He whistled a lively tune softly, as he went to bed in his little side-room off the passage, and wondered again, as he had wondered hundreds of times before, what caused that solemn low humming noise that throbbed so incessantly through the house, and seemed so loud when everything else was still. It was a grave sound,—suggestive of a long-sustained organ-note held by the pedal-bass;—the murmuring of seas and rivers seemed in it, as well as the rush of the wind. Karl had grown accustomed to it, though he did not know what it meant,—and he listened to it, till drowsiness made him fancy it was the hum of his mother’s spinning-wheel, at home in his native German village among the pine-forests, and so he fell happily asleep.

Meanwhile El-Râmi, ascending to the tower, knocked sharply at a small nail-studded door in the wall. The mysterious murmuring noise was now louder than ever,—and the knock had to be repeated three or four times before it was attended to. Then the door was cautiously opened, and the “Herr Doctor” himself looked out, his wizened, aged, meditative face illumined like a Rembrandt picture by the small hand-lamp he held in his hand.

“Ah!—El-Râmi!” he said in slow yet pleased tones—“I thought it might be you. And like ‘Bernardo’—you ‘come most carefully upon your hour.’”

He smiled, as one well satisfied to have made an apt quotation, and opened the door more widely to admit his visitor.

“Come in quickly,”—he said—“The great window is open to the skies, and the wind is high,—I fear some damage from the draught,—come in—come in!”

His voice became suddenly testy and querulous,—and El-Râmi stepped in at once without reply. Dr. Kremlin shut to the door carefully and bolted it—then he turned the light of the lamp he carried full on the dark handsome face and dignified figure of his companion.

“You are looking well—well,”—he muttered,—“Not a shade older—always sound and strong! Just Heavens!—if I had your physique, I think, with Archimedes, that I could lift the world!
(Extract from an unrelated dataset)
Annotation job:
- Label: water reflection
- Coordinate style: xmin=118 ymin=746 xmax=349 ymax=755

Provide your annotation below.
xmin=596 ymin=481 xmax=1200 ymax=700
But I am getting very old,—the life in me is ebbing fast,—and I have not done my work— ... God! ... God! I have not done my work!”

He clenched his hands, and his voice quavered down into a sound that was almost a groan. El-Râmi’s black beaming eyes rested on him compassionately.

“You are worn out, my dear Kremlin,”—he said gently—“worn out and exhausted with long toil. You shall sleep to-night. I have come according to my promise, and I will do what I can for you. Trust me—you shall not lose the reward of your life’s work by want of time. You shall have time,—even leisure to complete your labours,—I will give you ‘length of days’!”

The elder man sank into a chair trembling, and rested his head wearily on one hand.